I step outside of my car and look at the building. It's a very large building with a lot of appartments. In one of them lives Gerard. I lock the car and take a deep breath when I walk towards the entrance and press on the button to call Gerard's appartment. I hope that Gerard knows that I can't hear him, and that he's not going to talk to me through the phone. But after a few seconds the door opens and I walk inside. I take the elevator to the fourth floor and then I walk over to the right appartment. Gerard already opened the door and he smiles as he sees me.

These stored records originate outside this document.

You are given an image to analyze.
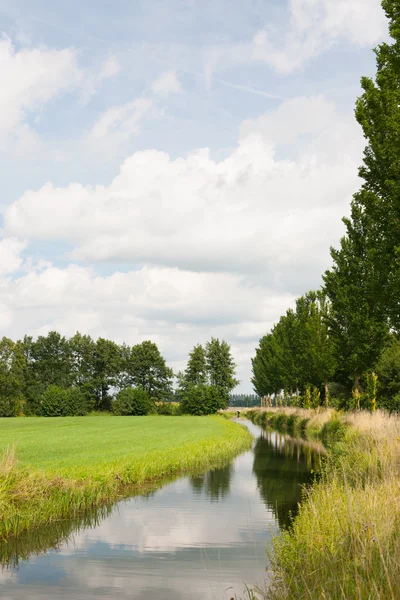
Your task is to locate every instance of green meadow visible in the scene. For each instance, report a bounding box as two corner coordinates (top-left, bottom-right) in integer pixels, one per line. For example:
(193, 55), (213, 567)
(0, 416), (252, 539)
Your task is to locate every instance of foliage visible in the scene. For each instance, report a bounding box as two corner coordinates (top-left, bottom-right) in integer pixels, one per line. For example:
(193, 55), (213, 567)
(127, 341), (173, 400)
(252, 292), (336, 405)
(181, 383), (225, 415)
(112, 388), (153, 416)
(154, 402), (181, 417)
(40, 385), (93, 417)
(206, 338), (240, 407)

"Hi! I... sign not anymore?" he tries to sign to me and I smile. "That's okay. I can talk and read your lips as long as you're facing me." I say back. Gerard nods and lets me in. We walk over to the living room and sit down on the couch. "Do you want something to drink?" Gerard asks me then and I shake my head. "No thank you."

Gerard nods again and then he bites his lips. "Why did you want to see me?" I sigh and swallow. "I... I heard from Dallon that he met you... And after uhm...-" "-Mikey died?" "Yeah... I was afraid to contact you because I knew how broken you were. And after that I just thought it was too late. But Dallon proposed to do it anyway so... I'm sorry... Hi." I stutter. Gerard gives me a sad smile. "Hey, it's okay... You're so young, and at that time you were barely a teenager. I understand. But yeah, I was very broken at that time... You were the only one who knew... You're still the only one, actually."

"Really? You haven't told anyone?"

"No one... I don't want people to think I'm crazy..." he says then. I bite my lips and slowly reach out for him. Gerard notices and smiles, and leans in to my embrace. I wrap my arms around him and hold him close, but not too close so I can still see his face. "I actually wanted to say... Gerard if you want to talk about something you can't tell anyone else. I am here. Okay?" I say. Gerard nods gratefully. "Thank you so much Ryan... You know... it's so hard. I still miss him so much every single moment of the day. I can see why he did it, and I want to be happy that he doesn't have any problems anymore, but I wish he would've stayed... Fuck..." Gerard says and he starts to cry. "And most of the time my head screams that I should follow him. That I should kill myself, so we can be together again, but in his suicide note he asked me not to and I don't want to ignore his wish..." Gerard sobs and he presses his face against my chest. I get tears in my eyes too and hold him close. This is so sad... Too sad... And there's nothing I can do... I just rub his back and stroke his hair, and tell him it's okay.

"Is there anything I can do for you?" I ask him then and Gerard shakes his head and looks up to me. "No... Just... Be here. That's enough." he says and I nod. Fuck... So sad...

Suddenly Gerard pulls away from me and wipes away his tears. "I... Ryan. Thank you for coming but I want to be alone right now... I'm sorry. I promise I will contact you again, but I've never talked about this and talking about him is too much..." he whispers. I frown and wonder of Gerard can be left alone right now, but then I nod. He's been like this for a couple of years now.

"I'm sorry Ryan..."

"Don't be. I understand. Text me if you need me, okay?"

"I will..." Gerard says then, and he lets me out. I stare at his closed door for a few moments, but then I sigh and leave.